Benchmark Camp, the summer offering of Benchmark School in Media, PA, requires camp families to comply with state requirements for vaccinations and though they are not required to submit medical records, they must provide details around medical needs such as conditions and allergies and complete emergency contact information.
“We’re glad to say that we have not experienced parents raising concerns about vaccination requirements,” says Alyce Callison, director of marketing and communications at Benchmark School.
At the summer camp of Friends’ Central School in Wynnewood, PA, campers are asked to submit a health history, but they do not maintain immunization records on file.

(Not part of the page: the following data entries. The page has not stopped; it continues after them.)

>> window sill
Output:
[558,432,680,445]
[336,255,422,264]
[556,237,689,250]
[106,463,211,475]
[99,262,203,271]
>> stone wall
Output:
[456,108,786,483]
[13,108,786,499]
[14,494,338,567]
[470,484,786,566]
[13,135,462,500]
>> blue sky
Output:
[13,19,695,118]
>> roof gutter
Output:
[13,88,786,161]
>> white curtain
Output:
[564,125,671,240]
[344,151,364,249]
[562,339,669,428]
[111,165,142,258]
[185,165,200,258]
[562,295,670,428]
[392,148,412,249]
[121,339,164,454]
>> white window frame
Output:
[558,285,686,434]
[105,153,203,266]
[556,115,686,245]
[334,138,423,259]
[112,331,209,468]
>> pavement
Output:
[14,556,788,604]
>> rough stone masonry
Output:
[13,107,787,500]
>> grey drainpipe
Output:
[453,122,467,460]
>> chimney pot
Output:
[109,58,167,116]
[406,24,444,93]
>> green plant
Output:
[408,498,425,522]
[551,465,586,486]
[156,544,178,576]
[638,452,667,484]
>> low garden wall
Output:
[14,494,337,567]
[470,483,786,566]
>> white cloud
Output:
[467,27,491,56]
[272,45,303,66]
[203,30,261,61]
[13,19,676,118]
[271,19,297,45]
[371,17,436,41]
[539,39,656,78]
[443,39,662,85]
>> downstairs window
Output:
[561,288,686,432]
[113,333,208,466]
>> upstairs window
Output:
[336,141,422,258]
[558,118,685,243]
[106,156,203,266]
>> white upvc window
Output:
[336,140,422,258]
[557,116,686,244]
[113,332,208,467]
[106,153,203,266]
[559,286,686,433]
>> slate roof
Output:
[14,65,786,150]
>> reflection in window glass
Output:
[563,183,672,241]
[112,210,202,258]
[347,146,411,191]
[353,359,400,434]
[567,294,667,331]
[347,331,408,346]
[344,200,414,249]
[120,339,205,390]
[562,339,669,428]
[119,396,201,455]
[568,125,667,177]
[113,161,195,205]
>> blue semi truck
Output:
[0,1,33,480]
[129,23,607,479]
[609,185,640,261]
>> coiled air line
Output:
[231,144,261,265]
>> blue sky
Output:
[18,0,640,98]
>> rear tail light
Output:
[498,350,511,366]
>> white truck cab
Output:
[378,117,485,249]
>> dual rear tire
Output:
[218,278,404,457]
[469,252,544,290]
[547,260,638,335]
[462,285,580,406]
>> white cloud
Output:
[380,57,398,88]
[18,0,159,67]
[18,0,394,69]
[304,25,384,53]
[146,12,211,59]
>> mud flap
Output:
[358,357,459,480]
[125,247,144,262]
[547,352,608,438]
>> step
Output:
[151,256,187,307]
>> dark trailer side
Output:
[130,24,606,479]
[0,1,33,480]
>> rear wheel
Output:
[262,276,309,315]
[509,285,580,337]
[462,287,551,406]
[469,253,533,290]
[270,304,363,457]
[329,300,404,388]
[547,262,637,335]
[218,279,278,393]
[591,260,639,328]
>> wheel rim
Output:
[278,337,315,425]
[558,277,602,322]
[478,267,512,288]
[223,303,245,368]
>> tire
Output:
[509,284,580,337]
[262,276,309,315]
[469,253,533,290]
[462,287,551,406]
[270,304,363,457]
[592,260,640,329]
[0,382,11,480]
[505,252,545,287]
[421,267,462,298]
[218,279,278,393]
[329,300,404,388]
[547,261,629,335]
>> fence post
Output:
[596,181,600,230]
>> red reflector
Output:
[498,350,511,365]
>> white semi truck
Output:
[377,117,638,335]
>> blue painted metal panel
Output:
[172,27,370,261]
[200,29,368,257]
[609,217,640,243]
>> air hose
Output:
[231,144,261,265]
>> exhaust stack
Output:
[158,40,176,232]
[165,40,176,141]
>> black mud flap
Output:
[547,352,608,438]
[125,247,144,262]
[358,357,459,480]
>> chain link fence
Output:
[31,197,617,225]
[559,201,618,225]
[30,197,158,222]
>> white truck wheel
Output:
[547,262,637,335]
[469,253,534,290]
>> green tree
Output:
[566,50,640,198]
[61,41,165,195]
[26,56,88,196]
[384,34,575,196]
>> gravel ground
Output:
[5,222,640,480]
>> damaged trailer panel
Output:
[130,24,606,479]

A full-time nurse on staff and counselors receive training to monitor for symptoms of illness. “This is how we’ve always done it, and we haven’t fully discussed making vaccines a requirement,” says Katherine Clayton, the school’s summer program coordinator. “The issues we run into the most often don’t have anything to do with disease, but making sure we keep our campers with severe food and other allergies safe.”
Wilmington Montessori School in Delaware notes that medical policies for its summer camp programs do include vaccination records, but it also has a full-time nurse on staff and has instituted policies for children with severe allergies, who must have their rescue medication on site if they wish to attend camp, for example.
“Our policies have gotten more specific as the prevalence of allergies and illness seems to be on the rise,” says Tracey Gable, director of Montessori enrichment for the school.
Camp policies may continue to vary by state or even by region when it comes to medical and vaccination records. “If a parent is concerned, the best advice I can give is to ask a lot of questions. Speak to your pediatrician and the camp director regarding their vaccination polices, make sure there’s a nurse on site, and then make an informed decision that’s in the best interest of your family,” Gable concludes.
Jennifer Lesser is a freelance writer.